Бертон в «Анатомии меланхолии» (1621) называл зависть в числе главных пороков времени, способных сделать человека мстительным и внушить ему ненависть к людям. Завистник может пролить кровь даже без всякого повода, а такое убийство — самый худший грех {R. Burton. The Anatomy of Melancholy, vol. I. London, 1902, p. 310.}. Поэтому, например, преступление Клавдия в «Гамлете», усугубленное мотивом кровосмесительной страсти и совершенное по явно «макиавеллистским» образцам, должно было казаться современникам Шекспира особенно отвратительным.
Кровная месть вызывала к себе двойственное отношение. Месть убийце отца или сына вообще казалась законной (особенно в тех случаях, когда было трудно или вовсе невозможно апеллировать к правосудию), и общественное мнение обычно симпатизировало мстителю, хотя ограничивало его в выборе средств отмщения. Распространенный взгляд на допустимость мести ясно выражен в романе Томаса Лоджа «Маргаритка Америки» (1596), где отец, провожая сына в чужую страну, дает ему следующее напутствие: «Мстя, будь смел, но не чрезмерно жесток» {Th.
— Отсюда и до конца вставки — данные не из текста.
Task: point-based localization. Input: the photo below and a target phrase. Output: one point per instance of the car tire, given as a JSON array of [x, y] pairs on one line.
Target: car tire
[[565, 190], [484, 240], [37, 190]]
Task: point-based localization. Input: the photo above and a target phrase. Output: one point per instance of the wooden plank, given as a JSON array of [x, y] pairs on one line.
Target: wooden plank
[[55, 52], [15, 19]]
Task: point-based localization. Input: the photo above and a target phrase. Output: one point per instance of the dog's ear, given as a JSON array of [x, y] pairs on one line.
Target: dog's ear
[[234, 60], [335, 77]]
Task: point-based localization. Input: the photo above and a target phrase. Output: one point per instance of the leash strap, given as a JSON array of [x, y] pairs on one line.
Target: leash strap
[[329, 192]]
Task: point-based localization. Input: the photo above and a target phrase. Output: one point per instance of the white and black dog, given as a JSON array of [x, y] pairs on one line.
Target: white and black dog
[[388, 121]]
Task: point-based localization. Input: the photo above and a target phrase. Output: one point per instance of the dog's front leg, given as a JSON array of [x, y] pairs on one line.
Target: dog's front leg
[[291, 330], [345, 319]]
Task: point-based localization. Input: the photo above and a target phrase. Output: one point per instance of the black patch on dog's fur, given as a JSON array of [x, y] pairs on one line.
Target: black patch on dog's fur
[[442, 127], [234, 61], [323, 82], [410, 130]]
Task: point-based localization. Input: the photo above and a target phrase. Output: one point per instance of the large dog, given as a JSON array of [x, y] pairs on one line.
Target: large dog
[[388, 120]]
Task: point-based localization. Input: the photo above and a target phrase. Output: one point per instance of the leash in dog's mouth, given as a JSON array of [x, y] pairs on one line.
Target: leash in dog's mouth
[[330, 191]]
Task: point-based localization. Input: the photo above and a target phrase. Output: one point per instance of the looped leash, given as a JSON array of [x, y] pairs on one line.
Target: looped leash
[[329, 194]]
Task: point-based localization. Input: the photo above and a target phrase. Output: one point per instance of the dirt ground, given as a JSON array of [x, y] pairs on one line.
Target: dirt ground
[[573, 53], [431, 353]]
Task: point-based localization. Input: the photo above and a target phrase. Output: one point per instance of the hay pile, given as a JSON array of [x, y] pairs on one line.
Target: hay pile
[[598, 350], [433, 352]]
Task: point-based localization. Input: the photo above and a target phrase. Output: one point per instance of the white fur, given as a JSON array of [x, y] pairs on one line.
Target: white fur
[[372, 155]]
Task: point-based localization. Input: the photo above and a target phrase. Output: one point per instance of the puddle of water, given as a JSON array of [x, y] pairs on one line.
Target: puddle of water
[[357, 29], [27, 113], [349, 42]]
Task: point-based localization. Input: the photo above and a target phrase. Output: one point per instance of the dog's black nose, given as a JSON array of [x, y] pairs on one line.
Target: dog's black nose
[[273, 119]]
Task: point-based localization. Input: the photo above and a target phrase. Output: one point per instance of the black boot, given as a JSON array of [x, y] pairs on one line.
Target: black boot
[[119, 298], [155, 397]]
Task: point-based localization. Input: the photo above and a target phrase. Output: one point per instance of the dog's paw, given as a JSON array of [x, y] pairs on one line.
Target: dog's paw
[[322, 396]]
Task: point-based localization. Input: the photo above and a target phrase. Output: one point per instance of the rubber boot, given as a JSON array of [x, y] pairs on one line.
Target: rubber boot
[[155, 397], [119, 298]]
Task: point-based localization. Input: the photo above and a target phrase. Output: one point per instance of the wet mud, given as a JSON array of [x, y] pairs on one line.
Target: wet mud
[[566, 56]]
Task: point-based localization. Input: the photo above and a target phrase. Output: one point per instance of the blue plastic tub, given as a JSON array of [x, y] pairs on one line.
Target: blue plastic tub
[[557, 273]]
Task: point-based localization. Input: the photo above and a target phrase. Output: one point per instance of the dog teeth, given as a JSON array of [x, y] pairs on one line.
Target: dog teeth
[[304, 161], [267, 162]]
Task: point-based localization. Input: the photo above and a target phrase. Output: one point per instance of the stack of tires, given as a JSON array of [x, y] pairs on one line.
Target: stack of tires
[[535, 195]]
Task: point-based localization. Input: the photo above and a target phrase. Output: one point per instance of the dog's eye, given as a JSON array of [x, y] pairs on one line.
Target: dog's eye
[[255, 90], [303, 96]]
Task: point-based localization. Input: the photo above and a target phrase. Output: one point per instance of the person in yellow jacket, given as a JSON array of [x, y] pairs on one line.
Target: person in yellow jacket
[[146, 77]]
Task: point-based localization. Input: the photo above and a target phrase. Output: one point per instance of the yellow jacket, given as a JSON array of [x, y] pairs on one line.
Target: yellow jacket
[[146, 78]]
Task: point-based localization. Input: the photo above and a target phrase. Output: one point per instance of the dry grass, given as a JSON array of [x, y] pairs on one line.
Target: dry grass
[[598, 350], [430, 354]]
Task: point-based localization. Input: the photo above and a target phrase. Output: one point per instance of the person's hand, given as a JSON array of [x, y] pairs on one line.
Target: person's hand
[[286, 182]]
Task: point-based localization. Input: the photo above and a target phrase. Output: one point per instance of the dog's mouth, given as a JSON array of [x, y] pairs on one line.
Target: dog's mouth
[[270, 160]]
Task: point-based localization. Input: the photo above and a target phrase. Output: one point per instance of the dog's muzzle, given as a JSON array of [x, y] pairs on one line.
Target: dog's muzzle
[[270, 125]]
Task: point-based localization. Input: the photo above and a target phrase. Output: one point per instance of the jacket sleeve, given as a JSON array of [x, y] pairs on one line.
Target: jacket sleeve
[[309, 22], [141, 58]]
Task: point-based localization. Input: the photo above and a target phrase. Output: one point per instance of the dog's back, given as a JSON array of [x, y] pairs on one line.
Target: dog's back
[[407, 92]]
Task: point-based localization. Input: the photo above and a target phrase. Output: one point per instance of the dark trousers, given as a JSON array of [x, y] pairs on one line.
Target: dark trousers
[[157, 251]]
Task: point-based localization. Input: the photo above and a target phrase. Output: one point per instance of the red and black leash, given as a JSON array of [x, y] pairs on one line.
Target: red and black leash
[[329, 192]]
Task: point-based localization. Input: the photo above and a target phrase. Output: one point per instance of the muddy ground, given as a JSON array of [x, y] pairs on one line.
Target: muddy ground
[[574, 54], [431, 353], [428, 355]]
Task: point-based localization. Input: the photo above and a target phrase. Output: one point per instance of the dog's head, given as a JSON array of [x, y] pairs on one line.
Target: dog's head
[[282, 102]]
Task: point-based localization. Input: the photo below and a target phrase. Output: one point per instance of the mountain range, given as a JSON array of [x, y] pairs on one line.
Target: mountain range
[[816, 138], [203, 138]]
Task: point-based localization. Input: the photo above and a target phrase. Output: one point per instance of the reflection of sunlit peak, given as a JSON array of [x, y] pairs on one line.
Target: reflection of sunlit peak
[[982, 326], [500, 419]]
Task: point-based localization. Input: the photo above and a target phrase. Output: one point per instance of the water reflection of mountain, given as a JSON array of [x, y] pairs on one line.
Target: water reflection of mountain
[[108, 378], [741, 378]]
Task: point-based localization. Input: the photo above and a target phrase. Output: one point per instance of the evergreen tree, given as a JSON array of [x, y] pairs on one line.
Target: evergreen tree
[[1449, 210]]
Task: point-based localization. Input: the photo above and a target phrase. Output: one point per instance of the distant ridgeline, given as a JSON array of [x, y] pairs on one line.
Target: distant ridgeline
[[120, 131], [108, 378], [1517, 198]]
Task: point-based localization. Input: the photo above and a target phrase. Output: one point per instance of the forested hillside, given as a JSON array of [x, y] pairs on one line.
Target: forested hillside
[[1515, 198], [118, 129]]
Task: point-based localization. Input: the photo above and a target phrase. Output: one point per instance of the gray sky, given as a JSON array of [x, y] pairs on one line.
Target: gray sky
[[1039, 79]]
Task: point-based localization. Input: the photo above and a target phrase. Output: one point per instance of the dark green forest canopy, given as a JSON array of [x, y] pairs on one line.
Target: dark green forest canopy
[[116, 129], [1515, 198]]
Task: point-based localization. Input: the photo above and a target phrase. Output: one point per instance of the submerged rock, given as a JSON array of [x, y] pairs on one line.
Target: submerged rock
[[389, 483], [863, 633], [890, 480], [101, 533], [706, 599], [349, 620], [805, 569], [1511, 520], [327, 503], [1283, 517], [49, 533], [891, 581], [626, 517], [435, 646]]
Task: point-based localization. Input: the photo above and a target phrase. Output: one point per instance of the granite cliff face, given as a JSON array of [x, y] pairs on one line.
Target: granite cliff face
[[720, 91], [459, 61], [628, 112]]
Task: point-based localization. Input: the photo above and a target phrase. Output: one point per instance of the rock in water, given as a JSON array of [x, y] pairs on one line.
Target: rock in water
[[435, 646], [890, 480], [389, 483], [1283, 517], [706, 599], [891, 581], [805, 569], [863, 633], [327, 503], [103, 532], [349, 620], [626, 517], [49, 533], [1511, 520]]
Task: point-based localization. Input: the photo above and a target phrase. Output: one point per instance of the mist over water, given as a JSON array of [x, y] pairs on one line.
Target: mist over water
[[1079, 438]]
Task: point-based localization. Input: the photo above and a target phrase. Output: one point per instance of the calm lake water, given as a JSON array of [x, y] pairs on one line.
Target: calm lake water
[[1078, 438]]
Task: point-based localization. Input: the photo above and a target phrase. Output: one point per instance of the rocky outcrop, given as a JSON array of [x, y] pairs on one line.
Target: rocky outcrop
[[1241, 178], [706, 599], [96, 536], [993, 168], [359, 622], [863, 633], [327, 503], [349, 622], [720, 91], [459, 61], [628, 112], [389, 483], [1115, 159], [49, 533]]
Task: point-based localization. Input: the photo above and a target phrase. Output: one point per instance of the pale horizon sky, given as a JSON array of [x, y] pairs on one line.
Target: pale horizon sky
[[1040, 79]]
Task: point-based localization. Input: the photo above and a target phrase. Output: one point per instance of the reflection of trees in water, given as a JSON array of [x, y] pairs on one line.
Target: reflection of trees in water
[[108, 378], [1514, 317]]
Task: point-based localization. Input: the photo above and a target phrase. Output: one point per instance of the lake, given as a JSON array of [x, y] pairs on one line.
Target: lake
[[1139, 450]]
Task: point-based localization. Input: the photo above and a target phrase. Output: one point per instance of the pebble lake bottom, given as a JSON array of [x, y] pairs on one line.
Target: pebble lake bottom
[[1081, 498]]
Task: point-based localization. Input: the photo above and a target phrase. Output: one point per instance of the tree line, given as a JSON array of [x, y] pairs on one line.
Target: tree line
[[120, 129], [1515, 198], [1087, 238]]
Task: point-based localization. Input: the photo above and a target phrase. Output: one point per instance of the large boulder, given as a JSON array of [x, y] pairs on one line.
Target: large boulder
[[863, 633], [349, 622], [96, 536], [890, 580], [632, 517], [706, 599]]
Lodge. Complete Works, vol. III. London, 1883, p. 18.}.
Гамлет отказывается от намерения убить Клавдия во время покаянной молитвы, полагая, что такая смерть будет не мщением, но наградой («hire and salary») злодею. Последующее пространное изложение доводов в пользу более жестокого наказания убийцы отца (III, 3) воспринимается как попытка оправдания, продиктованная опасением упреков в «макиавеллизме».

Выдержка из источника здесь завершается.